This nonfiction book is a collection of narratives of people who have suffered as a result of policies and practices of the Saudi Arabian government. In his introduction, the author says he collected these stories while he was an instructor in the 1990s at King Saud University in Riyadh, Saudi Arabia. He claims he conducted “multiple interviews,” sometimes with the “victimizer.”
As one might expect, he begins with an indictment of the Saudi higher education system. Here, the author shows that, paradoxically, hard work is not all necessarily. As for academic achievement? Well, not a big deal. Connections are more important. Whom do you know? The graduate, regardless of his marks, can expect to spend most days at a ministry job his uncle or cousin arranged for him, drinking tea while the foreign laborers take care of whatever work needs to be done.
King Saud University allows women to attend, but they must be strictly kept separate from men, even male instructors.

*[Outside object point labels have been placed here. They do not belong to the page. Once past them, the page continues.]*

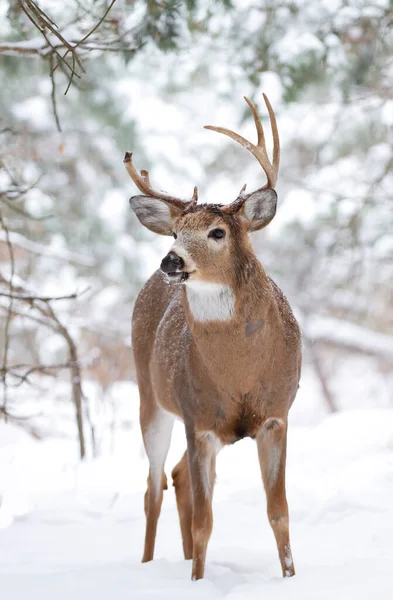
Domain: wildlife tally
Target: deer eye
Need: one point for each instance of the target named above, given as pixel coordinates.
(217, 234)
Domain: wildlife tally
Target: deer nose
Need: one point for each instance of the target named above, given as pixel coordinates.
(171, 263)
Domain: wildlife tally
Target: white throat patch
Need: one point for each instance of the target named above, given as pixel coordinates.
(210, 301)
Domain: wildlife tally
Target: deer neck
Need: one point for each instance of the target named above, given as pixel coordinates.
(211, 305)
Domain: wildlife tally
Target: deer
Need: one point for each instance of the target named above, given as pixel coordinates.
(215, 344)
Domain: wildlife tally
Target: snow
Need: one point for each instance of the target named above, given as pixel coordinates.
(76, 530)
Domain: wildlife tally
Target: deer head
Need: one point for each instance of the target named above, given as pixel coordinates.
(211, 240)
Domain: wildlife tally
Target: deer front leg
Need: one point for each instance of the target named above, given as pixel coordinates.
(202, 449)
(272, 442)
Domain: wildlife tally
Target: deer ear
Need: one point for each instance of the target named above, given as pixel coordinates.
(259, 209)
(155, 214)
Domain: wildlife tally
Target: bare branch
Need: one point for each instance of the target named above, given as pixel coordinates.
(9, 313)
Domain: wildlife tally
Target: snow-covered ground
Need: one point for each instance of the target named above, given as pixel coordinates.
(76, 531)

The women can see the instructor, but the instructor is not permitted to see them or hear their voices. A strange woman’s voice might send him in a tailspin of lust. They deal with this in one of two ways. The male professor lectures remotely or through a screen.
The author relates one story to illustrate how silly the situation can get: once a foreign instructor lectured a class of women via video camera. After half an hour, he asked if there were questions, which could be submitted by fax. When he received none, he continued. Some time after the close of class, a Western female colleague mentioned she had passed by his class. “You know, you really don’t have to make so much effort,” she told him. “The girls were skipping out. There wasn’t a single student in that lecture hall.”
Other stories are as absurd, but with far more sinister consequences, inside and outside academia. Before readers finish the book, they will have heard of people mutilated, disappeared, stoned to death, and women raped, beaten, tortured and murdered. This is a harrowing read.
Questions come up regarding the author’s credibility. He gives the various people aliases, though he often mentions how he knows them. At times, he knows people both on the receiving and the giving end of an atrocity. A torturer may be a former student of his, for example.
Do these things happen? There are repeated reports of these sorts of things happening documented by organizations like Human Rights Watch and Amnesty International.
As I finished this book, the first reports surfaced of the disappearance Saudi journalist and Washington Post contributor, Jamal Khashoggi. He went to the Saudi consulate in Istanbul to obtain paperwork to prove a divorce so he could marry a Turkish woman. That’s the last anyone has seen of him to date. Grisly stories have emerged of a Saudi hit team torturing and murdering him. His body, so the stories go, was then dismembered.
At this point, his fate is unknown, but there has been no proof of life he entered the consulate on October 2.
What author Alrabaa calls for is the world community push Saudi Arabia to account for its human rights abuses and its support of international violence in the name of Islamic fundamentalism.
“Hatred, discrimination, and violence are crimes against humanity and must be stopped,” Alrabass writes. In another spot, he adds, “All this has nothing to do with religion and much less with religious freedom.”